Thursday, 26 June 2014

Cambridge MP Takes Concerns Of Private Rental Tenants To Parliament

MP Julian Huppert has raised in Parliament the concerns of tenants renting from private landlords highlighting the importance of Cambridge’s HMOs and the problems faced by those on benefit.

Julian, who tabled a Private Member’s Bill calling for a fairer deal for tenants, claimed that there have been some shocking cases of people being refused the chance to rent because they are paying with the Local Housing Allowance benefit.

“That simply should not be tolerated,” he said. “We should not let landlords exclude a large number of people who need to find housing.”

He told how the LHA, introduced by the Labour government, had caused real problems for Cambridge because the benefit was set on an average rent calculated across a wide area including places like Littleport and Haverhill where rents are cheaper.

“It became impossible for anyone to find anything to rent in Cambridge on the LHA amount, he said. “The message that the Labour Government sent to people in Cambridge on benefits was, ‘You can’t afford to live in Cambridge. Go somewhere else.’

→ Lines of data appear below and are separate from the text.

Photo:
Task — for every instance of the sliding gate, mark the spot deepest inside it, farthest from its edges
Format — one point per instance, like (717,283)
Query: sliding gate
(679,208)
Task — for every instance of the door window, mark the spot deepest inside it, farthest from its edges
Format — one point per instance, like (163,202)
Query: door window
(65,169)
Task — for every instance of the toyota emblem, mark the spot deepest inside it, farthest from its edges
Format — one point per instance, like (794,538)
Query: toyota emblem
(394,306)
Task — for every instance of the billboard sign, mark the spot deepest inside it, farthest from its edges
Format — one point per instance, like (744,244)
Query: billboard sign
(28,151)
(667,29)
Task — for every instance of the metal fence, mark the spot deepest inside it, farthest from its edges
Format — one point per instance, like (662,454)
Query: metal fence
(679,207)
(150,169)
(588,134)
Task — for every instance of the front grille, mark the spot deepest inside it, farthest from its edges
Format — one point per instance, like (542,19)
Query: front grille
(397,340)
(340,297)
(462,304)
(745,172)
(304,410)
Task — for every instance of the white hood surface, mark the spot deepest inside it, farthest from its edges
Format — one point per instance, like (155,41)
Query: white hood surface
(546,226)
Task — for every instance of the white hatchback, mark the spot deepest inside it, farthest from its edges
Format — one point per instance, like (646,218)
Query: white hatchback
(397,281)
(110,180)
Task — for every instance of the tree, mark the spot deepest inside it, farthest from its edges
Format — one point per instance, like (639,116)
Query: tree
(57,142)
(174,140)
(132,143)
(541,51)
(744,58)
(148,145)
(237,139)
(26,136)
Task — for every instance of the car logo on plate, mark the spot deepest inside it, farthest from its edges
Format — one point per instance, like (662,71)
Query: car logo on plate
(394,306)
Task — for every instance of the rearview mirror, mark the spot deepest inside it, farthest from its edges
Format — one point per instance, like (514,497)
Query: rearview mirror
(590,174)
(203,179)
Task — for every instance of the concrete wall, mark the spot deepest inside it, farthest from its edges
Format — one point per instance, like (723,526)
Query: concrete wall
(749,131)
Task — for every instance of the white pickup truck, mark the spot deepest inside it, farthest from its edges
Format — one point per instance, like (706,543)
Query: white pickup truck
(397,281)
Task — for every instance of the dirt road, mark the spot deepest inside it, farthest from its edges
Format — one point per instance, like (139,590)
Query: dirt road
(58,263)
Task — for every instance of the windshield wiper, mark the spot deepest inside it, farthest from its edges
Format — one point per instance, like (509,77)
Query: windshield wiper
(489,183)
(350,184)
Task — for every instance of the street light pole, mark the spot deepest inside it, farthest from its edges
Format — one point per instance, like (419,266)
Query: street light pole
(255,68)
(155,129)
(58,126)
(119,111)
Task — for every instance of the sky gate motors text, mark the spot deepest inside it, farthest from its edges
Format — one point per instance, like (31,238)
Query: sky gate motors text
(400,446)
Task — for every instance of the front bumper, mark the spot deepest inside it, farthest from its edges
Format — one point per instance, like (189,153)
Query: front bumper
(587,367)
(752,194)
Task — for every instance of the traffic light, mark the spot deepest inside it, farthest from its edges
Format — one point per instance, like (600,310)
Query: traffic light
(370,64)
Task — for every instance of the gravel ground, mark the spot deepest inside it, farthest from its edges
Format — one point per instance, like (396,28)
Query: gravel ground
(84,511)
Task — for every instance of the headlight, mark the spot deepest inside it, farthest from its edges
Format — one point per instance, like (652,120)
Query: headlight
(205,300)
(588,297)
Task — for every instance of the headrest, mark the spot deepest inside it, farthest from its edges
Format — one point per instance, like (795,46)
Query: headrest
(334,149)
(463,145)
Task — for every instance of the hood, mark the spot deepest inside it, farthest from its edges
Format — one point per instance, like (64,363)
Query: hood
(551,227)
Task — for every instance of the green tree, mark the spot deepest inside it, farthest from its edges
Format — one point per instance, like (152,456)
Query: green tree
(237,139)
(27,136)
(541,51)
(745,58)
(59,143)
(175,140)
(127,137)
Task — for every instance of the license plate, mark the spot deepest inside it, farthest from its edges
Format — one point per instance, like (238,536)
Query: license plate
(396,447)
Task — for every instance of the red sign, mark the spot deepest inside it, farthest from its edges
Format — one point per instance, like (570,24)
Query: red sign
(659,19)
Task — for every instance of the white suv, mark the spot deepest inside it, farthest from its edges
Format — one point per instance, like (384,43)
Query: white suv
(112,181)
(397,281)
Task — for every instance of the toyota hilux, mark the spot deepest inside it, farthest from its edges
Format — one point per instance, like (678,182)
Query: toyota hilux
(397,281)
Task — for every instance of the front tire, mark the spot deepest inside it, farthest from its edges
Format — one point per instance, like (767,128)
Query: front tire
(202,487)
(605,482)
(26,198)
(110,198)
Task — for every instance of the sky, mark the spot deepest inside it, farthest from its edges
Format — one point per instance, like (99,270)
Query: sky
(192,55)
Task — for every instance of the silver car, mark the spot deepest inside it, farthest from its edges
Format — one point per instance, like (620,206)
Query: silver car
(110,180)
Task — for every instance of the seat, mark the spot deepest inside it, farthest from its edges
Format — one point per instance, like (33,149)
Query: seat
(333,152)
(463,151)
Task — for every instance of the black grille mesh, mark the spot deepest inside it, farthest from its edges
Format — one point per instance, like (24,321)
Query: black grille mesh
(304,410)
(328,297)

Julian told how his predecessor, David Howarth fought strongly against it and, even though the problem was highlighted by the government’s Work and Pensions Committee, Labour did nothing.

“It was a poor scheme,” he added, “and I am pleased that the Government has finally, after much effort, launched an independent review of the adequacy of LHA levels and increased the levels in Cambridge by four per cent - well above inflation. That is a start.”

Julian also told Parliament how houses in multiple occupation – HMOs -are an essential part of the housing mix in Cambridge.

“We rely on them to house people, and they do a good job,” he said. “Yet Labour councillors have proposed to cap the number of HMOs and change the definition to any house with three people from two unrelated groups. Driving younger people out of HMOs would simply slash the supply and make it even harder to house people in my constituency.”

Julian told how he hoped greater agreement could be reached between landlords and tenants to make it easier for people to have longer tenancies so they could “turn their houses into homes”.

“Another aspect that concerns me is the status of guarantors,” he said. “When they rent, many people are told to find a guarantor who will apparently underwrite the cost of their rent.

“I am aware of cases in Cambridge where people whose parents live in Scotland have been told, rather bizarrely, that a guarantee from somebody in Scotland is not acceptable because it may not be legally binding. There are a number of students from Scotland who should certainly be able to rent places in Cambridge.”

And Julian told how letting agents should be banned from charging exorbitant fees to tenants. He cited a report from Shelter that said the fees were out of proportion for many of the nine million people who rent.

“There is such an imbalance in power between the tenant and the landlord,” he said.